Over a period of years Doc dug
himself into Cannery Row to an extent not even he suspected. He became the
fountain of philosophy and science and art. In the laboratory the girls from
Dora’s heard the Plain Songs and Gregorian music for the first time. Lee Chong
listened while Li Po was read to him in English. Henri the painter heard for
the first time the Book of the Dead and was so moved that he changed
his medium. Henri had been painting with glue, iron rust, and colored chicken
feathers but he changed and his next four paintings were done entirely with
different kinds of nutshells. Doc would listen to any kind of nonsense and
change it for you to a kind of wisdom. His mind had no horizon—-and his sympathy
had no warp. He could talk to children, telling them very profound things so
that they understood. He lived in a world of wonders, of excitement. He was
concupiscent as a rabbit and gentle as hell. Everyone who knew him was indebted
to him. And everyone who thought of him thought next, “I really must do
something nice for Doc.”
As I said several years go after Doc's passing, he really COULD take any kind of nonsense you gave him and change it into a kind of wisdom, and I actually DID see him tip his hat to dogs, and his mind really did NOT have a horizon or his sympathy a warp. But, if we are to speak true and smoke out th' Devil, Doc was also something of a haunted man. Beneath his warm exterior, as soft as th' well-tended leather jacket your grandfather handed down to you, Doc was often standing on th' edge of The Abyss. There was a deep darkness that swirled around inside Doc, that eventually proved to be too great for him and he took his own life. I say this not to speak ill of the dead, but to try to make him seem more real to you, Dear and Constant Reader, that we might better understand this person.

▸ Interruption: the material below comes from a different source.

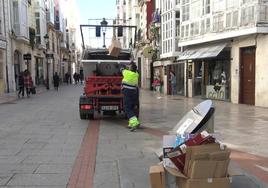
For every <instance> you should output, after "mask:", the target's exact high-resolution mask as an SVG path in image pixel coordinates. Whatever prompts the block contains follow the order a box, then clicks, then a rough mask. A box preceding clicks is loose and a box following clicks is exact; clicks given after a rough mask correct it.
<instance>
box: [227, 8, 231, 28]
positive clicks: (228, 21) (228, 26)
mask: <svg viewBox="0 0 268 188" xmlns="http://www.w3.org/2000/svg"><path fill="white" fill-rule="evenodd" d="M231 21H232V14H231V12H229V13H227V14H226V27H227V28H230V27H231V26H232V25H231Z"/></svg>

I think that this swirling darkness within him was one of th' things that caused him to like Groundhog's Day so very much. Indeed, GHD ranked for Doc higher than Christmas or Halloween or even his own birthday. These days, joyful and colourful and full of noise and energy and expectation, can nonetheless be hard on a body. I think th' ACTUAL darkness of th' world outside, with daylight being reduced to 3 hours a day and th' sun setting before th' end of business hours, was especially hard on him. By th' time Groundhog's Day came around, we were just edging past Th' Bleak Midwinter and Spring would be round th' corner, regardless of what Punxawny Phil had to say (have you e'er noticed that almost exactly 6 weeks after February 2nd it's th' Spring Equinox, one way or another?) Doc was a tough ol' bird, an outdoorsman who didn't mind snow or wet or mud or heat, but once th' Xmas decorations have been boxed up, th' halls un-decked and th' fa-la-las are all gone, we're ALL sick to death of cold, snow and winter. I think even die-hard skiers are sick of it. To have made it to Groundhog's Day-- Candlemas, in the so-called "high churches", when it was traditional to bless all th' candles th' church would use during th' coming year, absolutely symbols of Light-- meant that th' worst was behind you.
I remembered just today standing with Doc outside on a GHD of old, possibly even in 2014, his last one here on earth with us. He was standing and looking off into th' middle distance where th' sun was setting and th' sky was ablaze with crepuscular pinks and yellows and reds. "Thank God it's still light out after 5:30," he said, and I think he actually MEANT it: I think he was actually thanking God for more sun and not merely being hyperbolic.
So, to Doc, perhaps th' lone lover of Groundhog's Day, I raise a glass and recite a poem. Doc, you are always in our hearts.